De acordo com o comunicado de imprensa, os dados apontam para uma maior exigência dos consumidores e para uma quebra significativa da confiança nas operadoras.
No segmento low-cost, a Digi Portugal concentrou 74,94% das reclamações, num contexto de crescimento acelerado que ultrapassou a capacidade operacional da empresa. Já no segmento premium, MEO, NOS e Vodafone representaram 94% das queixas, com a MEO a liderar (38,30%), seguida da NOS (32,98%) e da Vodafone (23,17%).
As principais causas de insatisfação estão relacionadas com o atendimento ao cliente (38,19%), questões de cobrança (22,10%) e falhas de serviço (17,01%). No segmento móvel, as preocupações com privacidade e segurança de dados assumem maior expressão, representando 45,34% das reclamações, o que reflete uma mudança na perceção do telemóvel como um ativo crítico em termos de risco digital.
O segmento low-cost registou o maior crescimento, com um aumento de 271,65% nas reclamações. Em contraste, marcas como WOO, UZO e Amigo apresentam níveis elevados de satisfação, com destaque para a WOO, que atinge um índice de satisfação de 92,5%.
Do ponto de vista geográfico, Lisboa e Porto concentram quase metade das reclamações, evidenciando maior exigência nos principais centros urbanos.
O estudo conclui que a reputação e a confiança assumem um papel determinante na competitividade do setor, podendo representar até 63% do valor de mercado das empresas.
Ainda assim, 60% dos consumidores mantêm uma perceção negativa mesmo após a resolução das reclamações, o que aponta para desafios na experiência do cliente e na transparência.

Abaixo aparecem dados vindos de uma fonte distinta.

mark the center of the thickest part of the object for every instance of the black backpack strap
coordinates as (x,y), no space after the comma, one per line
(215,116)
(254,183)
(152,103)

O relatório antecipa uma transformação estrutural do setor a partir de 2026, com a evolução das operadoras de “Telcos” para “Techcos”, centradas em serviços digitais, cibersegurança e gestão de ecossistemas tecnológicos. Entre as prioridades estratégicas destacam-se o reforço da confiança e transparência, o investimento em proteção de dados, a humanização do atendimento com recurso à inteligência artificial e a utilização das reclamações como ferramenta de melhoria contínua.
Segundo Pedro Lourenço, fundador do Portal da Queixa by Consumers Trust, “o Barómetro 2025 deixa uma mensagem clara: a competitividade no setor das telecomunicações deixou de depender apenas de preço e tecnologia. A confiança tornou-se o principal ativo estratégico. As operadoras que conseguirem responder às expectativas dos consumidores, garantindo transparência, segurança e excelência no serviço, serão as que liderarão o mercado na nova economia digital”.